活字嫌い

最近はコンピュータ編集なので、「活字」という言葉は死語になりましたが、本を読まなくなったことを「活字離れ」と言っていましたよね。亡くなった母に「あなたが雑誌を作っているなんて考えられない」と、よく言われましたが、私は子どものころから本を読むのはあまり好きではなかったように思います。しかし、結構、要領がいいので、夏休みの宿題の読後感想文で、ある小説の最初の数ページと、真ん中の数ページ、そして、最後の数ページに、前書きと後書きだけを読んで、とても良い成績をいただいたこともあります。

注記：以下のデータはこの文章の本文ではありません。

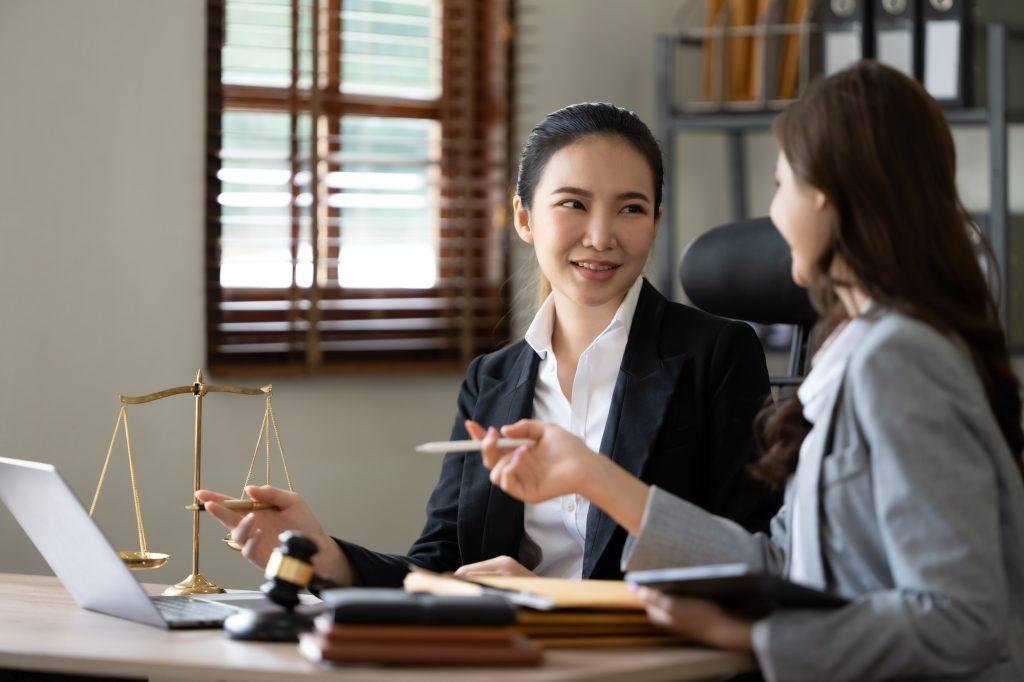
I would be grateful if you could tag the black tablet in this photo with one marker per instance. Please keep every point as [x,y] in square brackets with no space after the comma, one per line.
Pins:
[735,586]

雑誌は正確な情報が命ですから、さすがにテキトーに読んで記事にするということはできません。記事、特にコラムを書くときは、しっかりいくつもの資料を読んで書きますが、短い文章にまとめるためには、あの子ども時代の、一部を読んでテキトーに書く訓練(?)が、ポイントをつかむために役に立ったようで、かなり短時間でまとめることができます。
それにしても、よくこの私が30年以上も編集者をやっていられたと思います。そして、振り返ってみると、意外にも本をよく読んでいたことに気づきました。活字は苦手ですが、好奇心は旺盛なので、その好奇心を満たすために本や雑誌をよく読んでいたのです。